Comme trois cygnes blancs qui, sur un lac lointain,
Étalent leur plumage aux rayons du matin,
Ces trois îles, sortant de cette nuit profonde,
S’élèvent lentement sur l’écume de l’onde,
Et regardant les flots et le beau ciel vermeil,
Sèchent leur front humide à ce brûlant soleil.
Donc, pendant que la mer reluit, et que l’aurore
D’une teinte rosée enveloppe et colore
Les toits de pouzzolane, allez, et librement
Contemplez des hauts lieux ce grand enchantement.
Naples va s’éveiller, tout du port à la ville
Fermente ; autour de vous une race servile
Va surgir, et soudain, vous flairant étranger,
De gestes et de cris viendra vous assiéger : —
La vuole la barca ; gnor, la voiture est prête !
Clameurs à vous donner le vertige à la tête !

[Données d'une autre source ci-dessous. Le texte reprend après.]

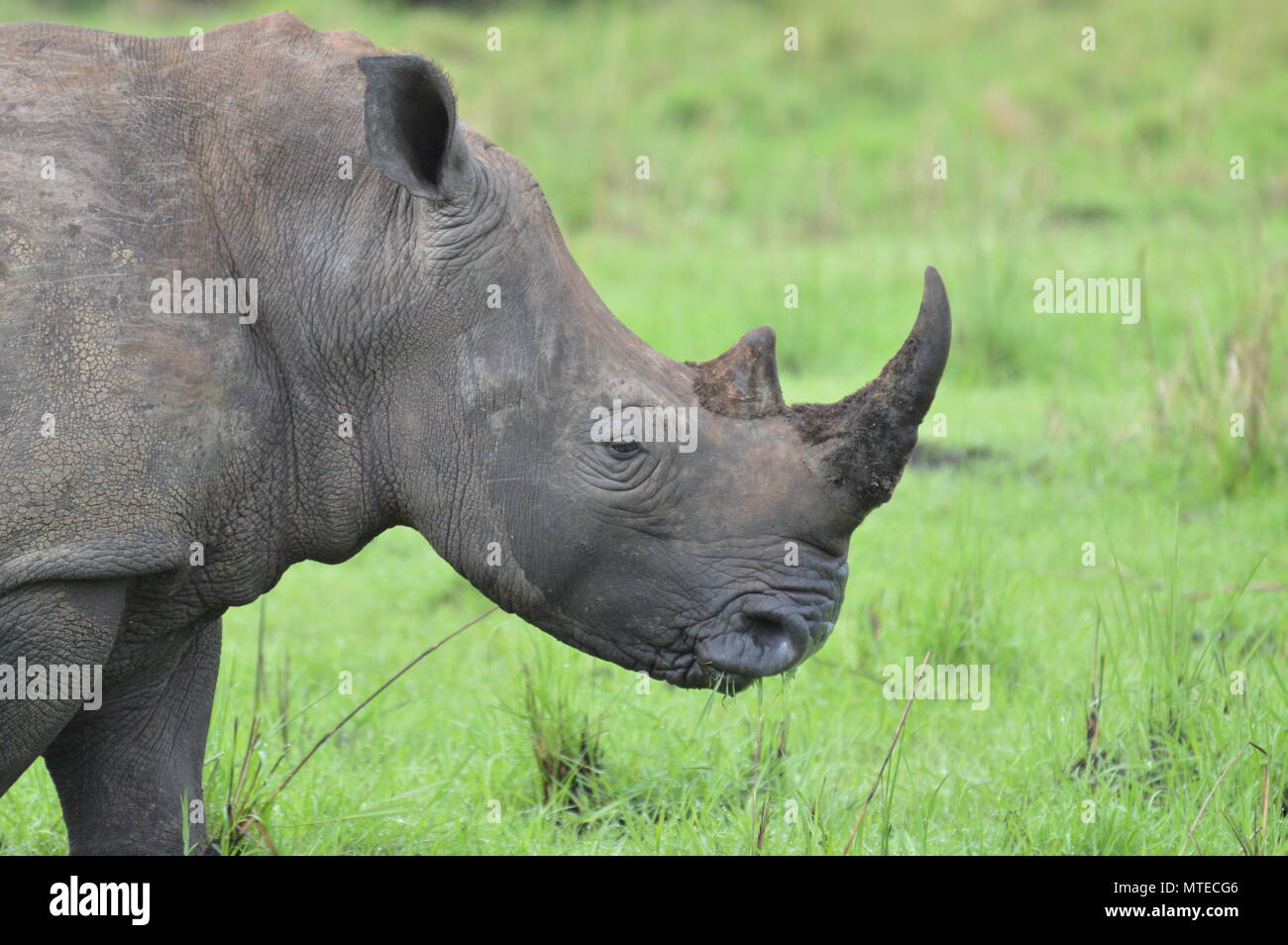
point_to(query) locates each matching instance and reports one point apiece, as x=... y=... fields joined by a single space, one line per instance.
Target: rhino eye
x=623 y=450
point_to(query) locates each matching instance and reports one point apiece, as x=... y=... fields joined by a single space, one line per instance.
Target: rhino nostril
x=767 y=634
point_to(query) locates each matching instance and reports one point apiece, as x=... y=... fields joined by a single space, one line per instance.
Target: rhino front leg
x=129 y=774
x=54 y=623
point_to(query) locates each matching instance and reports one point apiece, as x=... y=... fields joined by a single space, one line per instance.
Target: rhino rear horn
x=862 y=442
x=743 y=381
x=411 y=129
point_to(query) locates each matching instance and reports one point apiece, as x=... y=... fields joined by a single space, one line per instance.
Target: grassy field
x=814 y=168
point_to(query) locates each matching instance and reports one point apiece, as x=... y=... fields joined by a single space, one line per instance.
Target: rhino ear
x=410 y=116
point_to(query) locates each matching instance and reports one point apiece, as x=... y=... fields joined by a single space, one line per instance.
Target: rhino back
x=125 y=433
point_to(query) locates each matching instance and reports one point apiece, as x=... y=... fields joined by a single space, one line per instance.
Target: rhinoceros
x=265 y=295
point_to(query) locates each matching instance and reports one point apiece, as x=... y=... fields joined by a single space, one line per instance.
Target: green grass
x=814 y=168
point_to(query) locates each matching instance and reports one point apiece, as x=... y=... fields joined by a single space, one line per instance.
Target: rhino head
x=706 y=548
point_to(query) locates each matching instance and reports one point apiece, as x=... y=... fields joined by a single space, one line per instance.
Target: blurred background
x=816 y=168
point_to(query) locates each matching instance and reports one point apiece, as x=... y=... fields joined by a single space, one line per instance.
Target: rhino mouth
x=758 y=636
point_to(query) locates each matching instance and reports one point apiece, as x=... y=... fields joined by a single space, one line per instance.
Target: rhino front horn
x=743 y=381
x=863 y=442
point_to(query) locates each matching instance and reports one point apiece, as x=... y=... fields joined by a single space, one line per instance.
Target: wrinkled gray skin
x=471 y=424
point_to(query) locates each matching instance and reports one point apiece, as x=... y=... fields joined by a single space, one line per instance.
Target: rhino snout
x=763 y=638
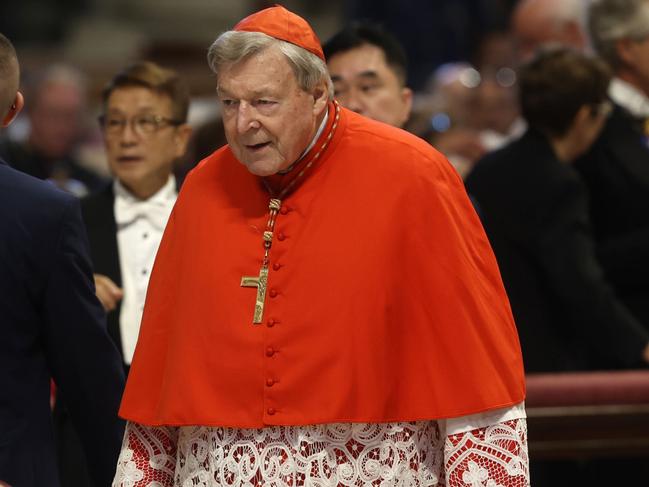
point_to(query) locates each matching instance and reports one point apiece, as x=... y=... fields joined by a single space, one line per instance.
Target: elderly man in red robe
x=325 y=308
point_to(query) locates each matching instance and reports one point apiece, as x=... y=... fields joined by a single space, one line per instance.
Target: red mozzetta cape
x=384 y=299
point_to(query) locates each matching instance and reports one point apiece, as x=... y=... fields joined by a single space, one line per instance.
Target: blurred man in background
x=144 y=125
x=51 y=325
x=57 y=103
x=368 y=68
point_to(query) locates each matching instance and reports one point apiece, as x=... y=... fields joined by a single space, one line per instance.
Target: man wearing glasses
x=144 y=125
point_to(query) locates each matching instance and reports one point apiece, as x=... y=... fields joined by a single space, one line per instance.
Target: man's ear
x=18 y=104
x=320 y=98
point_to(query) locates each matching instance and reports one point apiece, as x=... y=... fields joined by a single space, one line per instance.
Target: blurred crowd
x=546 y=119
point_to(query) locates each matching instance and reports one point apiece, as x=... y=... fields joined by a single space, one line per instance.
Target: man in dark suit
x=616 y=170
x=145 y=131
x=51 y=325
x=535 y=211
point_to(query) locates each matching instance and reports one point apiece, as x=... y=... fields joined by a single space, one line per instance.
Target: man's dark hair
x=358 y=34
x=157 y=79
x=8 y=69
x=556 y=84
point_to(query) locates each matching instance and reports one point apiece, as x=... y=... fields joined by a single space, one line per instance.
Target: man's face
x=56 y=118
x=141 y=154
x=364 y=83
x=268 y=119
x=635 y=57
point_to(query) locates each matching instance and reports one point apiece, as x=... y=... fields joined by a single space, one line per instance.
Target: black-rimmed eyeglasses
x=141 y=124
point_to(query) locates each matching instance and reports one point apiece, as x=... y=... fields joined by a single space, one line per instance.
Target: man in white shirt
x=145 y=110
x=144 y=125
x=616 y=170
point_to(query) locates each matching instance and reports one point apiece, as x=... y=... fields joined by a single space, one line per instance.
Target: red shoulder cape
x=385 y=302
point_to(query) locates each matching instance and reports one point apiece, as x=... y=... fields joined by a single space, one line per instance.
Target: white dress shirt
x=140 y=224
x=629 y=97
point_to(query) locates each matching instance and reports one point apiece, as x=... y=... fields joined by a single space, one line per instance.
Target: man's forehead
x=258 y=74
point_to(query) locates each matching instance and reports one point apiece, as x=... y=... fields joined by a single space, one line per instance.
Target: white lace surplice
x=484 y=450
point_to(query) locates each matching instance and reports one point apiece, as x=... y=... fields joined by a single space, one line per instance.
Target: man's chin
x=262 y=168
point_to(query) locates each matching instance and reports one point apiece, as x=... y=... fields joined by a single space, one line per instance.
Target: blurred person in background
x=51 y=325
x=538 y=23
x=450 y=105
x=145 y=131
x=55 y=112
x=616 y=170
x=368 y=67
x=535 y=211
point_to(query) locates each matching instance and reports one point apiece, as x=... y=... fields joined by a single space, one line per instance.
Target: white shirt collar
x=317 y=135
x=629 y=97
x=128 y=208
x=163 y=195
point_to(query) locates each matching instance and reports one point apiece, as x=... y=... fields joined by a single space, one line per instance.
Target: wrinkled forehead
x=267 y=69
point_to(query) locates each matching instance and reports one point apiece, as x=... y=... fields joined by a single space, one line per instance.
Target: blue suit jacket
x=51 y=326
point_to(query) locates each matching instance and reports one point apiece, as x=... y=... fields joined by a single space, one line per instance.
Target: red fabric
x=282 y=24
x=382 y=285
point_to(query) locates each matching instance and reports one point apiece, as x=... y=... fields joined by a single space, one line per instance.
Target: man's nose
x=128 y=135
x=246 y=118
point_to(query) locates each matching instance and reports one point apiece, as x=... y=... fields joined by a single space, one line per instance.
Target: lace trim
x=392 y=454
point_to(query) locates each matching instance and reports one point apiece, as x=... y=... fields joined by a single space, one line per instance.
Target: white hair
x=232 y=47
x=610 y=21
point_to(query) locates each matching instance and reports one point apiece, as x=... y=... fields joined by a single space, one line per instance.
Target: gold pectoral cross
x=260 y=284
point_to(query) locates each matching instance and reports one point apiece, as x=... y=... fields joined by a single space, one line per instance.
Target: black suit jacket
x=99 y=216
x=52 y=325
x=535 y=212
x=616 y=173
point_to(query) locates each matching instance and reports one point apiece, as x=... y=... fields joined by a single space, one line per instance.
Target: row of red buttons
x=270 y=351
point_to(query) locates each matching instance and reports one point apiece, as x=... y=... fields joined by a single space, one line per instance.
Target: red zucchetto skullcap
x=281 y=24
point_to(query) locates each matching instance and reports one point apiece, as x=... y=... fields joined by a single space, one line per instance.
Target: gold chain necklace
x=261 y=281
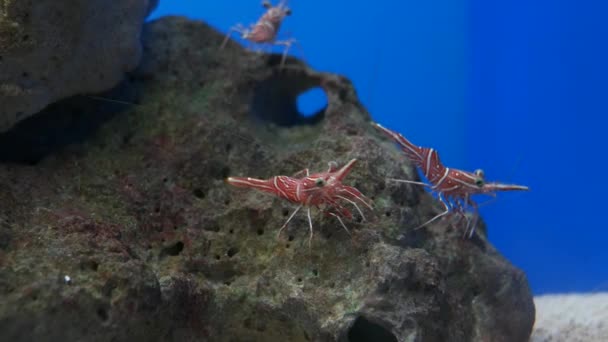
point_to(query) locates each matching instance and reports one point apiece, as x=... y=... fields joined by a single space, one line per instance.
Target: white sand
x=571 y=318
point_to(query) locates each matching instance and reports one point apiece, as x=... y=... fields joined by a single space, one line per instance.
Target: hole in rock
x=289 y=99
x=232 y=252
x=102 y=313
x=63 y=123
x=364 y=330
x=173 y=250
x=312 y=102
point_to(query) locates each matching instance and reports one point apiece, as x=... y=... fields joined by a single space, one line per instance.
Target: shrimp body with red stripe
x=453 y=186
x=322 y=190
x=266 y=29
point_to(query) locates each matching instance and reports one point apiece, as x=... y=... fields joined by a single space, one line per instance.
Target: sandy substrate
x=571 y=317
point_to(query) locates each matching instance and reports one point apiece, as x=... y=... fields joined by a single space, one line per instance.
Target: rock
x=50 y=50
x=158 y=247
x=576 y=317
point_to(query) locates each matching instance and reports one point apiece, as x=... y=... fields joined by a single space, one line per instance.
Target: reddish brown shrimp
x=453 y=187
x=266 y=29
x=322 y=190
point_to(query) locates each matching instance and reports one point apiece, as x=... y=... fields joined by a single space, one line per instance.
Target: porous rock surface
x=157 y=247
x=52 y=49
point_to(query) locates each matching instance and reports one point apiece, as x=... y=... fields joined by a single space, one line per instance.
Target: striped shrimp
x=322 y=190
x=454 y=187
x=266 y=29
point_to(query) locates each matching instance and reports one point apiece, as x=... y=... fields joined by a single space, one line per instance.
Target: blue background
x=518 y=88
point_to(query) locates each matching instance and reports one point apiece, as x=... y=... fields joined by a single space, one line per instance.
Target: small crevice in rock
x=61 y=124
x=173 y=250
x=364 y=330
x=275 y=99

Vous, sans les regarder, et sourd à ce fracas,
Tout en les maudissant vous presserez le pas ;
Alors vous reviendra le souvenir de Rome,
La ville du silence et de la paix, où l’homme
Isolé, sans affaire et jamais agité,
Sur son antique sol marche avec dignité.


Cependant, au travers de cette immense foule
Qui se croise dans Naple et qui crie et qui roule,
Sur ce pavé poudreux, au milieu de ce bruit,
Quelquefois revenant, au tomber de la nuit,
De la fête de l’Arc ou bien de Carditelle,
Comme un ancien plaustrum passe une caratelle ;
Un jeune homme est devant, le corps ceint d’un lien
De pampres et coiffé du bonnet phrygien ;
Une femme d’Ischia, l’île blonde, aussi belle
Que la bonne déesse ou la grande Cybèle,
Repose sur le char, et d’un œil grave et doux
Regarde en appuyant ses mains sur ses genoux.